マニラ美術散歩  (日本美術は別ページ)


マニラに行ってきた。1時間の会議なのに往復8時間以上かけて旅行するのであるから、インターネット時代といってもまだまだ発展段階にある。しかしながら、現地に行かなければ分からないことも少なくない。

フィリピンの美術は「アジアの美術」の教科書でもほとんど触れられていないが、本当に何もないのであろうか。わずか24時間の滞在時間で、美術散歩に充てられた時間は4時間に過ぎなかったが、それでも、リサール医師の像と「おせいさん」の画、マニラ・メトロポリタン美術館の所蔵品など、フィリピン美術の一端を覗くことができた。(2005.11a)

 


マニラ: イントラムロス 

サン・アウグスチン教会

イントラムロス《メモラーレ1945》マッカーサーと一緒:クリックしてみてくださいここはスペイン統治時代の壁に囲まれた歴史的な場所である。残念ながら第2次大戦によって、サン・アウグスチン教会を除いて、すべての建造物が破壊され、壁にはなお銃弾の痕跡が多数残っている。

馬車に乗ってひと回りした。入り口にはこの地で命を落とした多くの人に捧げる鎮魂の像がある。《メモラーレ1945》という名がついている。比・米・日のわけ隔てなく祀られており、乳児を抱いているマリアにも似た女性の像が、心に訴えてくる。
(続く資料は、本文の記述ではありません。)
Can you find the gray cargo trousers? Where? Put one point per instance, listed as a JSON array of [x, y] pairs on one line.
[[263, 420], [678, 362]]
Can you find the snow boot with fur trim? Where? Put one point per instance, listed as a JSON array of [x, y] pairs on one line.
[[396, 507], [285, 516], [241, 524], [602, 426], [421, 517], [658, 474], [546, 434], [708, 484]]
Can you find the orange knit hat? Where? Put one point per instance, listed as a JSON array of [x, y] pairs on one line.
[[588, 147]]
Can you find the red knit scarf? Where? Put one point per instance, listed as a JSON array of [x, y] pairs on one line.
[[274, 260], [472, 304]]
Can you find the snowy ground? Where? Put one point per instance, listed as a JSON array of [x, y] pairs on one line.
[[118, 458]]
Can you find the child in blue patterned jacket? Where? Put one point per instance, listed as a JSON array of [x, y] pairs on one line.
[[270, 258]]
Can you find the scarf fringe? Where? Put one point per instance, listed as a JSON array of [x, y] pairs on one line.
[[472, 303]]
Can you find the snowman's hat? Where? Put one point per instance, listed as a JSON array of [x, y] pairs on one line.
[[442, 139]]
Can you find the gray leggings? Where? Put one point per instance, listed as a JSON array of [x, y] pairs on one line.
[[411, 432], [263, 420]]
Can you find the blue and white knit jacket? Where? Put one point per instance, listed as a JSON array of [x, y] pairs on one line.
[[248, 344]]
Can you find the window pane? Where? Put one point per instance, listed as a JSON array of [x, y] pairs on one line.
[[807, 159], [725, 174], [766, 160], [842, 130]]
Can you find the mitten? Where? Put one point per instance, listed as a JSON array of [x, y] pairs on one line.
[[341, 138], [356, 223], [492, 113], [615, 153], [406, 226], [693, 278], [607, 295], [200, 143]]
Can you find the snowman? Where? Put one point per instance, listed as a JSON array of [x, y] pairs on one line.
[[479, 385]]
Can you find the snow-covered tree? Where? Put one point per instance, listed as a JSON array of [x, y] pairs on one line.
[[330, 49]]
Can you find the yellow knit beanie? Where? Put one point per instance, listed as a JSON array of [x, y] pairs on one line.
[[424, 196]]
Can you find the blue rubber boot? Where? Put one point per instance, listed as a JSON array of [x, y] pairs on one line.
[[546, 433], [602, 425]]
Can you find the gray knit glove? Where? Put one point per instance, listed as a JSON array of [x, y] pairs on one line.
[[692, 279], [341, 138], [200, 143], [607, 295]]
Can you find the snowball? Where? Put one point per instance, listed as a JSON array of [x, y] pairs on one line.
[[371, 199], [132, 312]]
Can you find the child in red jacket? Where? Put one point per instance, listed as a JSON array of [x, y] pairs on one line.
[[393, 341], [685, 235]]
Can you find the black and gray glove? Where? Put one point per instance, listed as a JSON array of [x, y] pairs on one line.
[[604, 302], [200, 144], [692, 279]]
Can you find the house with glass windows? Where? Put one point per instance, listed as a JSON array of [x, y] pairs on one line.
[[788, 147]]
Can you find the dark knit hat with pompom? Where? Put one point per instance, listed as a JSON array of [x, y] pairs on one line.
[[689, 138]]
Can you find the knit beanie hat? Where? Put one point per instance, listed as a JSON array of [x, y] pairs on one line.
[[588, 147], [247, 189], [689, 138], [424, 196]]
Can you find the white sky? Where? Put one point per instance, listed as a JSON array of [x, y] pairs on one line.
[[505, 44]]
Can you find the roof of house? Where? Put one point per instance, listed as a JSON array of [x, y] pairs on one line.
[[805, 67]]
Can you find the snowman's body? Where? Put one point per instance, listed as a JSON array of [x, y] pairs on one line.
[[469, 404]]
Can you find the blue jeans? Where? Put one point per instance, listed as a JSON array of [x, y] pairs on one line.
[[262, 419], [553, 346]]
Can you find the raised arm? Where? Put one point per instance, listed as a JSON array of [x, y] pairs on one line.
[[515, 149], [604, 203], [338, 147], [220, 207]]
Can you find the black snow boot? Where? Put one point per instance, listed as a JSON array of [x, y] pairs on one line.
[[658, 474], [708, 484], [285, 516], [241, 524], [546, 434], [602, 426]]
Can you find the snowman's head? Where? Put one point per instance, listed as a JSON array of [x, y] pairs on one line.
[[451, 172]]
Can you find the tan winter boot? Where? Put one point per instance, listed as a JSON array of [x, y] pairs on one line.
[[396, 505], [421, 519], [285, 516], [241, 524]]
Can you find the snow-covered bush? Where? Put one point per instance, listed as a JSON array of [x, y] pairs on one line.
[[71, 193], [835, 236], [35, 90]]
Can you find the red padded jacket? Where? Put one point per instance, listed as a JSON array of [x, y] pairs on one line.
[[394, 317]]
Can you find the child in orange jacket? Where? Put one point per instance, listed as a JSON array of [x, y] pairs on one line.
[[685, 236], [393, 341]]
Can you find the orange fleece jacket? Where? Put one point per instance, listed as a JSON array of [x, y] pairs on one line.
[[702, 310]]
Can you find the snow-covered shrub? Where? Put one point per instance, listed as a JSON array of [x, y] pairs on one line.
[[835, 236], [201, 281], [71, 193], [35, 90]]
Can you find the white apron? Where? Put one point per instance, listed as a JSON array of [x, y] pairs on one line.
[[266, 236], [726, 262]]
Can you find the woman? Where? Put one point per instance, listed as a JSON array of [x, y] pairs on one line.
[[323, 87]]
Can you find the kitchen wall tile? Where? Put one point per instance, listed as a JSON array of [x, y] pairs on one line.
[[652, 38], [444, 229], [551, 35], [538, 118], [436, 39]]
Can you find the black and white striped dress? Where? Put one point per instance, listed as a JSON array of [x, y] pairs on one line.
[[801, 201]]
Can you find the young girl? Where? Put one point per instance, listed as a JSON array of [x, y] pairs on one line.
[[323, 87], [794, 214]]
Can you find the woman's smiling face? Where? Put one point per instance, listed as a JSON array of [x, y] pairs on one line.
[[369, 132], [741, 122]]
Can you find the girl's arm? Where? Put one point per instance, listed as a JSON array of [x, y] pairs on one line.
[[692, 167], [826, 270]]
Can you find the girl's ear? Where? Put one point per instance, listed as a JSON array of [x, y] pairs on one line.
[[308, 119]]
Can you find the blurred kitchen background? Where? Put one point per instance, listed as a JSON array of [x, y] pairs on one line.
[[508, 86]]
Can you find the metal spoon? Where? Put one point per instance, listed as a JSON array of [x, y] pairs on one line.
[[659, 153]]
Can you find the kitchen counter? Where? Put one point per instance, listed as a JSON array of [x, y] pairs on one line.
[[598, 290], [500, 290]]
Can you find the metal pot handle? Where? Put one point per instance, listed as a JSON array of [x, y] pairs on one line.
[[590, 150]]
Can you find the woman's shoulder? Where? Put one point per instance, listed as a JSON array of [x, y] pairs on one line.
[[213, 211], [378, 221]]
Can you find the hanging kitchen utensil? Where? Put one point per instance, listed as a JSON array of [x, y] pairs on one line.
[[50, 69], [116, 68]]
山下司令官が処刑された場所の近くには、マッカーサー司令官の彫像があり、記念写真を撮った。宮本三郎の描いた山下司令官の画を思い出し、かれが本当に処刑されなければならなかったのか・・・ということが頭によぎった。

(2005.11a)


マニラ: リサール記念館

サンチャゴ要塞

 

リサール記念館おせいさん ホセ・リサール:クリックしてください 今回のマニラへの旅で、リサール医師と「おせいさん」という女性に遭遇した。

フィリピン建国の父とあがめられているホセ・リサールは、1888年2月29日、欧州への亡命の旅の途中、日本に立ち寄った。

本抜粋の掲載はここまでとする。